The fraud literature works. Almost nobody runs it.
bearsignal.ai — /methodology
Ask a quant about alpha factors and you’ll get a story about decay: published anomalies stop working once the paper is out, arbitraged away by everyone who read it. It’s a good story, and for return-predictive signals it’s largely true.
Forensic signals are different, and the difference is structural. A momentum factor stops working when traders crowd it. A digit-distribution anomaly doesn’t stop appearing in cooked books just because accountants read Benford. Return anomalies decay because trading on them moves prices. Forensic anomalies persist because the behavior that creates them — the mechanics of making fake numbers look real — doesn’t change when detection methods are published. Fraud has invariants. Invented numbers must still articulate: the balance sheet must balance, accruals must reconcile to cash eventually, growth must come from somewhere. Manipulation strains those joints in mathematically recurring ways.
What five decades actually produced
The literature is deeper than outsiders assume. A few landmarks we build on, and what each one measures:
Digit-level forensics. Benford’s Law describes the expected distribution of leading digits in naturally occurring financial data. Humans inventing numbers produce detectably different distributions — a result replicated across decades, jurisdictions, and accounting regimes.
Accrual decomposition. The Jones model and its modified successors separate accruals into what business conditions explain and what they don’t. Discretionary accruals — the unexplained residue — are where earnings management lives. Later work on accrual quality asks a harsher question: how well do your accruals map to cash flows you eventually report?
Composite misstatement scores. Beneish’s M-Score and Dechow’s F-Score aggregate financial-statement features into probabilities of manipulation, trained on enforcement cases — the rare luxury of labeled fraud data.
Distress structure. Altman, Ohlson, Zmijewski, structural distance-to-default in the Merton tradition: not fraud models, but essential context. Distress is fraud’s weather system — pressure on management is where misreporting incentives concentrate, and a fraud signal means something different in a healthy company than in a drowning one.

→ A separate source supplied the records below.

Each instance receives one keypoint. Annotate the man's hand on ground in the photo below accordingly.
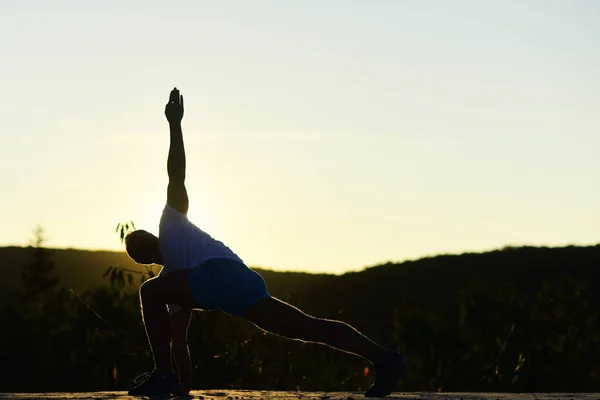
(174, 108)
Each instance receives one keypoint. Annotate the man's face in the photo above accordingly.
(142, 247)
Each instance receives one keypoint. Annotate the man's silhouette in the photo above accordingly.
(200, 272)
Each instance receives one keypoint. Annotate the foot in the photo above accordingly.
(387, 373)
(155, 384)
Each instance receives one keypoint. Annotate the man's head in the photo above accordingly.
(142, 247)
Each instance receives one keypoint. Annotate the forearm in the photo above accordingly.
(176, 159)
(184, 364)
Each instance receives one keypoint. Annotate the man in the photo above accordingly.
(200, 272)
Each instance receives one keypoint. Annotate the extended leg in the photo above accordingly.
(280, 318)
(155, 294)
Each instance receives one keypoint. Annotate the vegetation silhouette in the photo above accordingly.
(520, 319)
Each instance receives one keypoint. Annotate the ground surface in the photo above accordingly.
(255, 395)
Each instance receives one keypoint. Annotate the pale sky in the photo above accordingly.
(323, 136)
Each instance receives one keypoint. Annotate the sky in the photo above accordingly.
(321, 136)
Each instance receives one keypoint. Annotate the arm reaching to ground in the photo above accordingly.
(179, 326)
(176, 192)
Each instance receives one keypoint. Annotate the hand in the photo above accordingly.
(174, 108)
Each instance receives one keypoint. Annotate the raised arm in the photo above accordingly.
(176, 192)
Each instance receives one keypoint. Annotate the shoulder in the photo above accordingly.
(170, 214)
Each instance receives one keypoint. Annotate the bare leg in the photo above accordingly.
(283, 319)
(155, 293)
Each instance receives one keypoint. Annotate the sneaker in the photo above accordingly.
(154, 384)
(387, 373)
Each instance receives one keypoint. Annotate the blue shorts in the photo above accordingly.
(226, 284)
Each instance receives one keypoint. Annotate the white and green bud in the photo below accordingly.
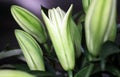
(31, 50)
(14, 73)
(86, 4)
(29, 22)
(58, 25)
(100, 24)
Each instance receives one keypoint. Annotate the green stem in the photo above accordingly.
(46, 47)
(70, 74)
(91, 66)
(89, 70)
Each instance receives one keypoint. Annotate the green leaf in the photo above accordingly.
(108, 49)
(113, 70)
(29, 22)
(14, 73)
(10, 53)
(31, 50)
(100, 24)
(58, 25)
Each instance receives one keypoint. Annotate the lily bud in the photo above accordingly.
(31, 50)
(100, 24)
(58, 26)
(86, 4)
(29, 22)
(14, 73)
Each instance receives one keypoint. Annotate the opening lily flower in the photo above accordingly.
(86, 4)
(58, 26)
(31, 50)
(100, 24)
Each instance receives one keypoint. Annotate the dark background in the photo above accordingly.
(8, 24)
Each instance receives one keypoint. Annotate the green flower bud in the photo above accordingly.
(86, 4)
(31, 50)
(100, 24)
(29, 22)
(58, 26)
(14, 73)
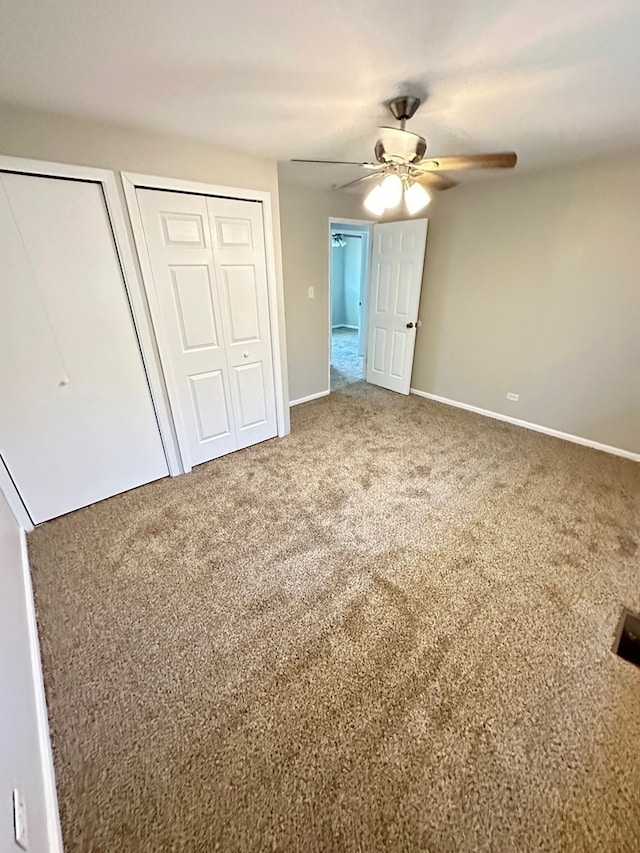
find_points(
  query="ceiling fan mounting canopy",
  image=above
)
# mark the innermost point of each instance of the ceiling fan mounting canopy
(404, 107)
(401, 153)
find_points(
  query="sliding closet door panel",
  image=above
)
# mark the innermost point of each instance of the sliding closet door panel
(237, 232)
(193, 355)
(77, 422)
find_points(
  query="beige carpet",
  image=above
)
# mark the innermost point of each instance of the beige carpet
(390, 631)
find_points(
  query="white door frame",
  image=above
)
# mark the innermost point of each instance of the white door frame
(135, 296)
(367, 225)
(133, 180)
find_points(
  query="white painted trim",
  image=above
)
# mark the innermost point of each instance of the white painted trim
(14, 499)
(54, 833)
(130, 182)
(565, 436)
(367, 226)
(309, 398)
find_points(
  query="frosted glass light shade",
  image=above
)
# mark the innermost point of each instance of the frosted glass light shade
(375, 202)
(391, 190)
(416, 198)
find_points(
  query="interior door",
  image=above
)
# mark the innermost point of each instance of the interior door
(397, 262)
(77, 423)
(207, 256)
(193, 355)
(237, 233)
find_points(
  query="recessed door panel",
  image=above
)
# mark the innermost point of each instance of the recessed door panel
(403, 290)
(379, 345)
(210, 405)
(234, 233)
(240, 290)
(251, 393)
(182, 229)
(194, 306)
(398, 351)
(383, 285)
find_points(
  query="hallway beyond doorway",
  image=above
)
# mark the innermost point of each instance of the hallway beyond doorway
(346, 365)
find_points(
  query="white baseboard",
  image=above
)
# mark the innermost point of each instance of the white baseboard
(54, 832)
(565, 436)
(308, 399)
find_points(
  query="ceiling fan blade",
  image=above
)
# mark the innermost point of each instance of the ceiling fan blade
(502, 160)
(434, 181)
(360, 180)
(340, 163)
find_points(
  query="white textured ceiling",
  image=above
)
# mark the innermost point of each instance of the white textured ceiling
(554, 80)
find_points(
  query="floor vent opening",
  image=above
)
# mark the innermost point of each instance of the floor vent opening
(627, 645)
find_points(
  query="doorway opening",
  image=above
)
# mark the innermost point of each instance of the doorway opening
(349, 245)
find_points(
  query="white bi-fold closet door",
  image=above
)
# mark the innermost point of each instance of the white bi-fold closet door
(77, 423)
(211, 312)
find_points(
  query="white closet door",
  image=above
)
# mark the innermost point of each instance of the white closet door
(239, 253)
(193, 355)
(207, 257)
(76, 421)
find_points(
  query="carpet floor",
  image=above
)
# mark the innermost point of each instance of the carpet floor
(389, 631)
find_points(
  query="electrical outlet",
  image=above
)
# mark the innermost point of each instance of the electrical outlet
(20, 819)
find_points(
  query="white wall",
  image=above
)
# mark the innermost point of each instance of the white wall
(532, 285)
(21, 762)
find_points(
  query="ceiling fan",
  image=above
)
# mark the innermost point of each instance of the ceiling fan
(401, 167)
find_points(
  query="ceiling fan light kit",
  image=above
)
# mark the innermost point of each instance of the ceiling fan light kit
(401, 165)
(374, 201)
(416, 198)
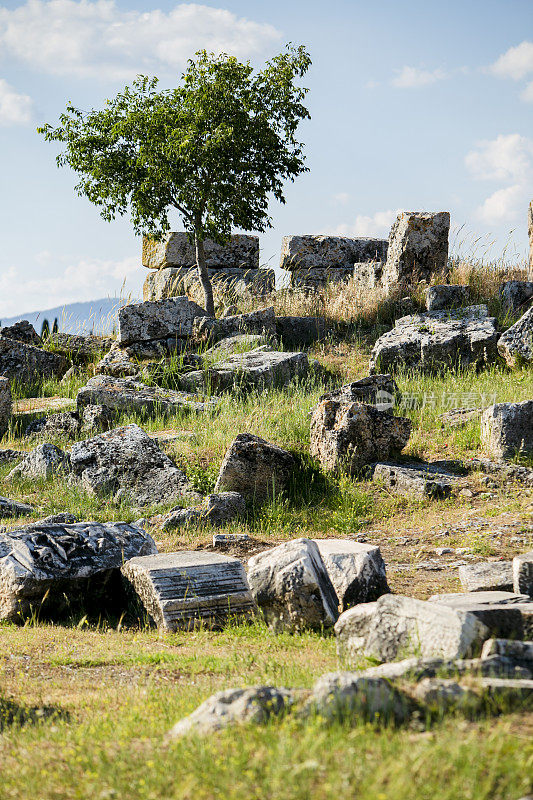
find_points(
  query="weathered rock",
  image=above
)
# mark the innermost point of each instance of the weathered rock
(190, 588)
(25, 363)
(254, 468)
(176, 249)
(523, 574)
(43, 462)
(487, 576)
(347, 695)
(300, 331)
(346, 436)
(262, 322)
(329, 252)
(123, 394)
(516, 295)
(6, 405)
(125, 462)
(396, 626)
(438, 340)
(418, 248)
(376, 390)
(255, 705)
(49, 567)
(22, 331)
(144, 322)
(446, 296)
(259, 369)
(516, 344)
(216, 510)
(291, 586)
(12, 508)
(415, 480)
(356, 570)
(507, 429)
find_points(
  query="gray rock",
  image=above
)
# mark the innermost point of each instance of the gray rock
(46, 567)
(23, 332)
(190, 588)
(346, 436)
(291, 586)
(176, 249)
(144, 322)
(25, 363)
(6, 405)
(415, 480)
(488, 576)
(295, 332)
(446, 296)
(255, 705)
(254, 468)
(507, 429)
(329, 252)
(12, 508)
(216, 510)
(523, 574)
(347, 695)
(262, 322)
(418, 248)
(259, 369)
(396, 626)
(516, 344)
(356, 570)
(123, 394)
(42, 463)
(438, 340)
(125, 462)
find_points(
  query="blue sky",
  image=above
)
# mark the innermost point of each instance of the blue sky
(415, 105)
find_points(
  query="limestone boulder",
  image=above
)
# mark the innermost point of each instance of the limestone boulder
(255, 468)
(437, 341)
(125, 462)
(356, 570)
(291, 586)
(507, 429)
(346, 436)
(144, 322)
(418, 248)
(396, 627)
(516, 344)
(188, 589)
(52, 567)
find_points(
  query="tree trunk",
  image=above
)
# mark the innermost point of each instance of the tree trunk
(204, 275)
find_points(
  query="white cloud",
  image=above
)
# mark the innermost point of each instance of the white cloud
(413, 78)
(379, 224)
(15, 108)
(88, 279)
(516, 64)
(97, 39)
(507, 159)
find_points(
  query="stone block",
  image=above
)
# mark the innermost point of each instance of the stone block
(187, 589)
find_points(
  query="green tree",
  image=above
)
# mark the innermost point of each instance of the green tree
(214, 148)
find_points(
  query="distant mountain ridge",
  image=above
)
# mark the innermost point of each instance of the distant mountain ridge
(98, 316)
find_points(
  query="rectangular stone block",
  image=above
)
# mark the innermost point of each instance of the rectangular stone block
(185, 589)
(175, 249)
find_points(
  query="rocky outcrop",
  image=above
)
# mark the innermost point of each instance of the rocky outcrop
(507, 429)
(126, 463)
(52, 567)
(346, 436)
(291, 586)
(190, 588)
(437, 341)
(255, 468)
(516, 344)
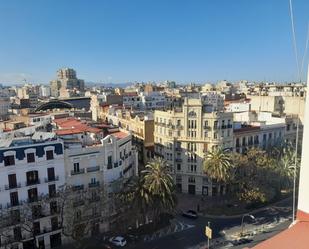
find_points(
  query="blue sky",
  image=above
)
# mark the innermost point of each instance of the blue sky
(143, 40)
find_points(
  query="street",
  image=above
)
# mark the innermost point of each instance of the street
(272, 220)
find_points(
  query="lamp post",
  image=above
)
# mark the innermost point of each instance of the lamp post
(242, 221)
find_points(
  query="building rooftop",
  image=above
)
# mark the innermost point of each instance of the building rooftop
(294, 237)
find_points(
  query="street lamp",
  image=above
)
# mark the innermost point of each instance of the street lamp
(242, 221)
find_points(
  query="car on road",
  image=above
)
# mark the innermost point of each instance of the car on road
(241, 241)
(118, 241)
(190, 214)
(132, 237)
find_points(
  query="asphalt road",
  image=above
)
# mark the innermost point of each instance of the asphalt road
(195, 235)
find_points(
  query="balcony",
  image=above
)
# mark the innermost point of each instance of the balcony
(33, 199)
(51, 179)
(179, 127)
(13, 204)
(94, 199)
(78, 187)
(33, 182)
(75, 172)
(54, 210)
(94, 184)
(78, 203)
(93, 169)
(12, 186)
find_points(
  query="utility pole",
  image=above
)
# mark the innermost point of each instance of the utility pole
(208, 233)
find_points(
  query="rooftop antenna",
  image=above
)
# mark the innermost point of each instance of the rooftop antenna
(294, 38)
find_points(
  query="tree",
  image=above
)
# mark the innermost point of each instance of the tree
(217, 165)
(21, 224)
(81, 211)
(160, 187)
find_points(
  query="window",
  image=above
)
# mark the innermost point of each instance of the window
(17, 233)
(51, 174)
(12, 181)
(9, 160)
(49, 155)
(14, 198)
(32, 177)
(33, 194)
(53, 207)
(109, 162)
(36, 227)
(52, 190)
(54, 223)
(30, 157)
(76, 167)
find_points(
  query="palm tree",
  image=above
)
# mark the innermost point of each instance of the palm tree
(160, 186)
(217, 165)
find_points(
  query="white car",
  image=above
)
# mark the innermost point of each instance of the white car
(118, 241)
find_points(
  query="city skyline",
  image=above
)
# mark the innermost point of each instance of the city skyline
(117, 42)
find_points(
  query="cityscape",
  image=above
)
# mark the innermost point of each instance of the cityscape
(212, 162)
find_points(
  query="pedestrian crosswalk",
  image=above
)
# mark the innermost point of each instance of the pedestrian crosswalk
(175, 227)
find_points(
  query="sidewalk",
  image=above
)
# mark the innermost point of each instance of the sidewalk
(186, 202)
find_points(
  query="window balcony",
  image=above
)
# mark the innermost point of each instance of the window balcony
(93, 169)
(33, 182)
(78, 187)
(51, 179)
(94, 184)
(78, 203)
(12, 186)
(80, 171)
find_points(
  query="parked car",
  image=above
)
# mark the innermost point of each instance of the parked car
(118, 241)
(132, 237)
(190, 214)
(241, 241)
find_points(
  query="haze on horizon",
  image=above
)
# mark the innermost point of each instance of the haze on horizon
(127, 41)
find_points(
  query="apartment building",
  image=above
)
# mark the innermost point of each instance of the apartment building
(184, 135)
(92, 170)
(141, 124)
(66, 80)
(263, 130)
(30, 171)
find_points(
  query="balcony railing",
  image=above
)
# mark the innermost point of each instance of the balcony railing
(93, 169)
(52, 179)
(93, 184)
(75, 172)
(13, 204)
(12, 186)
(179, 127)
(33, 182)
(78, 203)
(78, 187)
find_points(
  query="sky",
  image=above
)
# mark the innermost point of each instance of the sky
(151, 40)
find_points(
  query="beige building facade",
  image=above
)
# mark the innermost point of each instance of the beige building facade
(183, 137)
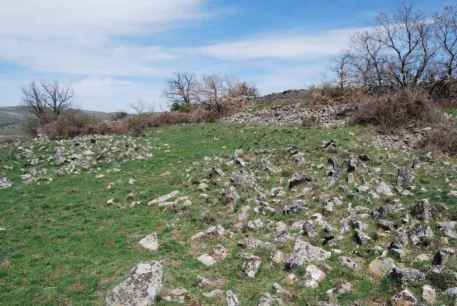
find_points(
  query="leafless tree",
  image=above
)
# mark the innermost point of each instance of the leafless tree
(141, 107)
(368, 60)
(213, 89)
(47, 97)
(446, 35)
(406, 39)
(343, 64)
(241, 89)
(182, 89)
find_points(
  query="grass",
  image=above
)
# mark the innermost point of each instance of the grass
(63, 244)
(451, 111)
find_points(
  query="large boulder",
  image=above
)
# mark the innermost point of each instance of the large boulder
(304, 252)
(140, 288)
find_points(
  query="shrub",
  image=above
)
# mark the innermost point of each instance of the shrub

So why doesn’t everyone run this?
Because the gap was never knowledge. It’s three other things.
Engineering. These models assume clean, point-in-time, cross-period-consistent fundamentals at full-market scale — which, as we’ve written elsewhere, is most of the work.
Calibration. A paper reports that a score discriminated fraud from non-fraud in a sample ending years ago. Running it today, on your universe, demands knowing base rates, sector structure, and what a given score is worth as evidence now — against outcomes, continuously, or the numbers are decoration.
Institutional incentive. Academia validates and moves on. Funds that build this keep it private by definition. The sell side is structurally uninterested in finding fraud. The literature sits in journals, correct and unread by machines.
That gap — between what’s published and what’s operational — is the company.